MOSCOW, May 27 (RIA Novosti) – US safety regulators have placed two further conditions on the construction of the controversial Keystone XL oil pipeline after finding dangerous construction defects involving the southern leg of the Canada-to-Texas project, the Associated Press reported Tuesday.
Although defects such as high rates of bad welds, dented pipe and damaged pipeline coating have been fixed, the federal Pipeline and Hazardous Materials Safety Administration wants to prevent similar problems in the construction of the controversial northern segment, which has been put on hold pending a decision by the Obama administration.

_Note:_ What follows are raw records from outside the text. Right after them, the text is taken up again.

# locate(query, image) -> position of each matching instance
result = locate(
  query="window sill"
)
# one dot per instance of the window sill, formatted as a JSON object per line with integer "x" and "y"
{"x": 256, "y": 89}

TransCanada Corp. has been required to hire a third-party contractor chosen by the pipeline safety regulator to monitor the construction and report on whether the work is sound.
TransCanada has further been ordered to adopt a quality management program to ensure high construction standards at the company and among subcontractors, AP reported.
Inspections by the watchdog revealed that TransCanada had failed to use approved welding procedures to connect pipe segments. The company had hired unqualified welders for the project by using improper procedures to test them.
Robert Bea, professor emeritus of civil and environmental engineering at the University of California, Berkeley said the weld failure rates are “horrible.” “The level of defects is indeed cause for alarm and indicative of something that is going on in the Keystone organization that isn't satisfactory.”
Thousands of activists have been protesting in the United States against the construction of the 1,700-mile (2,700-kilometer) $7 billion Keystone XL pipeline, which is planned to carry heavy crude oil through America’s heartland from Canada’s tar sands – described by 350.org founder Bill McKibben as North America’s “biggest carbon bomb.”